PRS considera precipitada intensão do Executivo de reabrir as escolas em Julho

Para o presidente da agremiação política, numa altura em que o país continua a registar diariamente casos positivos da Covid-19, é uma atitude precipitada falar do regresso às aulas em Julho, conforme orienta o decreto que regula o estado de calamidade

O Presidente do PRS, Benedito Daniel, disse, ao OPAIS, que o seu partido não alinha na intensão do Governo de activar o reinício das aulas no mês de Julho, conforme orientação do decreto que estabelece o estado de calamidade.

De acordo com o decreto, apresentado recentemente pelo ministro de Estado e Chefe da Casa Civil do Presidente da República, Adão de Almeida, as aulas nas instituições de ensino primário, públicas e privadas, retomam oficialmente a 27 de Julho.

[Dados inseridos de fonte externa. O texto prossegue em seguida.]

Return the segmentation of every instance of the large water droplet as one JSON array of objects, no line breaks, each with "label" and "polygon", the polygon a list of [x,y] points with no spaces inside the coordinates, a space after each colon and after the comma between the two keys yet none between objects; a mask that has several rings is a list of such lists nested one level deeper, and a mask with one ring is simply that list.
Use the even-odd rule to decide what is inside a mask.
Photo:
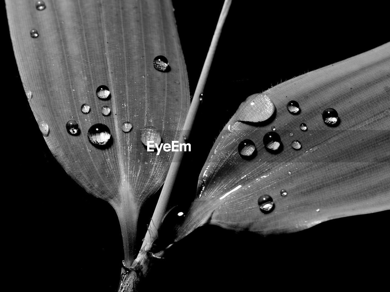
[{"label": "large water droplet", "polygon": [[47,137],[49,135],[49,125],[47,123],[44,121],[38,121],[38,126],[44,137]]},{"label": "large water droplet", "polygon": [[287,195],[287,191],[285,190],[282,189],[280,190],[280,195],[284,197]]},{"label": "large water droplet", "polygon": [[42,11],[46,8],[46,5],[43,1],[37,1],[35,2],[35,7],[37,10]]},{"label": "large water droplet", "polygon": [[130,122],[125,122],[122,124],[122,131],[125,133],[128,133],[133,128],[133,124]]},{"label": "large water droplet", "polygon": [[91,110],[91,107],[88,104],[83,104],[81,106],[81,112],[83,114],[87,114]]},{"label": "large water droplet", "polygon": [[300,150],[302,148],[302,144],[297,140],[294,140],[291,142],[291,147],[295,150]]},{"label": "large water droplet", "polygon": [[90,142],[96,148],[104,149],[112,143],[110,129],[104,124],[92,125],[88,130],[87,135]]},{"label": "large water droplet", "polygon": [[251,140],[246,139],[238,144],[238,153],[244,159],[252,159],[256,156],[256,146]]},{"label": "large water droplet", "polygon": [[264,146],[269,152],[276,153],[282,150],[282,141],[279,134],[275,132],[268,132],[263,138]]},{"label": "large water droplet", "polygon": [[156,144],[160,146],[161,144],[161,135],[158,130],[153,127],[145,127],[141,133],[141,141],[147,147],[148,141],[151,141],[151,149],[156,148]]},{"label": "large water droplet", "polygon": [[65,127],[66,128],[67,131],[71,135],[76,136],[80,134],[80,131],[78,128],[78,124],[76,121],[74,121],[73,120],[68,121]]},{"label": "large water droplet", "polygon": [[264,214],[271,212],[275,207],[273,200],[271,196],[268,195],[262,195],[260,196],[257,202],[259,203],[260,211]]},{"label": "large water droplet", "polygon": [[96,88],[96,96],[103,100],[110,99],[111,97],[108,88],[105,85],[100,85]]},{"label": "large water droplet", "polygon": [[298,114],[301,112],[299,104],[295,100],[290,100],[287,104],[287,110],[292,114]]},{"label": "large water droplet", "polygon": [[158,56],[153,60],[153,65],[156,70],[164,72],[168,69],[168,59],[163,56]]},{"label": "large water droplet", "polygon": [[111,109],[108,106],[103,106],[101,107],[101,113],[103,116],[109,116],[111,113]]},{"label": "large water droplet", "polygon": [[32,93],[30,90],[26,91],[26,96],[27,97],[27,99],[30,100],[32,97]]},{"label": "large water droplet", "polygon": [[329,108],[324,111],[322,113],[322,118],[327,126],[334,127],[340,123],[339,114],[334,109]]},{"label": "large water droplet", "polygon": [[31,37],[33,37],[34,39],[36,37],[38,37],[38,36],[39,35],[38,34],[38,31],[35,28],[33,28],[30,31],[30,35],[31,36]]}]

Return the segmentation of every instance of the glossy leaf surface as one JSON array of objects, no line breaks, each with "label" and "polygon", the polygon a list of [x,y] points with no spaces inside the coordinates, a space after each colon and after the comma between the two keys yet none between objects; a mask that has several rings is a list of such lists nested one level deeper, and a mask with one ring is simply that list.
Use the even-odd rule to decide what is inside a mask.
[{"label": "glossy leaf surface", "polygon": [[[277,109],[266,124],[243,121],[245,112],[253,115],[249,111],[256,99],[265,102],[266,97]],[[300,105],[298,114],[287,110],[292,100]],[[328,108],[338,113],[336,127],[323,121]],[[300,128],[302,123],[307,131]],[[278,153],[263,144],[271,126],[282,144]],[[390,43],[249,97],[217,139],[199,176],[196,203],[176,239],[207,223],[268,234],[388,209],[389,131]],[[250,160],[238,149],[246,139],[257,150]],[[290,146],[295,140],[300,150]],[[282,190],[287,195],[281,195]],[[265,194],[275,204],[267,214],[258,203]]]},{"label": "glossy leaf surface", "polygon": [[[134,233],[140,206],[163,183],[172,157],[147,151],[141,132],[151,128],[163,141],[177,140],[189,106],[171,4],[46,1],[40,11],[34,1],[6,2],[21,77],[48,145],[78,183],[113,206],[122,232]],[[37,37],[30,36],[32,29]],[[154,68],[160,55],[169,60],[167,72]],[[102,85],[106,98],[97,95]],[[106,106],[111,112],[104,116]],[[80,134],[67,132],[70,120]],[[122,130],[126,121],[133,125],[129,132]],[[87,136],[97,123],[110,129],[105,149]]]}]

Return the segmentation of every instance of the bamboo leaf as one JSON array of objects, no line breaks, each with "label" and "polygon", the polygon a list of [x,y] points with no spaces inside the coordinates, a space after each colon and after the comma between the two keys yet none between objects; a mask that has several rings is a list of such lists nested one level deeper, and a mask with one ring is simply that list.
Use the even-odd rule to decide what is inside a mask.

Para Benedito Daniel, numa altura em que o país continua a somar, diariamente, casos positivos de covid-19, com a fasquia acima das 80 ocorrências, é uma medida precipitada avançar com quaisquer informações relativas ao reinício das aulas.

Segundo o político, apesar de o Executivo ter adiantado que a retoma das aulas dependerá da situação epidemiológica do país, devendo as instituições de ensino garantir condições para o distanciamento físico, ainda assim o cenário da pandemia apresenta muitas incertezas e indefinições, pelo que é dispensável acelerar o regresso às aulas.

Para o líder do PRS, até que se tenha a total certeza do sentido inverso, relativo à diminuição do número de casos, o Governo devia evitar falar sobre o reinício das aulas no actual contexto.

Conforme explicou, a situação e as condições dos estabelecimentos de ensino do país são bastante débeis e não há garantia nenhuma de que até Julho venha a ter as exigências de bio-segurança asseguradas.

Por outro lado, apontou, numa altura em que o país regista casos de transmissão local, não se poderia falar de um eventual regresso às actividades académicas sem que antes se alargasse os testes nas comunidades, como recomendam as organizações de saúde, de formas a evitar o contágio em larga escala.

“Para nós, é importante assegurar todas as condições necessárias antes de qualquer anúncio de regresso às aulas. As escolas podem esperar, mas a saúde não”, apontou.

A actividade lectiva em Angola foi suspensa em finais de Março, devido à ameaça de proliferação do novo coronavírus.

Resultados da auscultação do PR dependerá da valorização das ideias

Por outro lado, Benedito Daniel valorizou a a recente iniciativa do Presidente da República, João Lourenço, de auscultar a sociedade civil, no âmbito da governação aberta.

Para o político, ao juntar num só espaço diversos especialistas da sociedade civil e formadores de opinião dos mais variados segmentos da vida política, social e económica do país, o Presidente demonstrou abertura e disponibilidade para trabalhar na identificação e resolução dos problemas que afectam as famílias e as empresas.

Porém, o sucesso desta iniciativa, frisou, dependerá da sensibilidade do Presidente da República para valorizar as ideias que foram debitadas durante o encontro que aconteceu na última Sexta-feira da semana finda.

“Auscultar apenas não basta. É preciso que se valorize todas as ideias que foram apresentadas pelos diversos actores que se reuniram com o Presidente da República”, concluiu.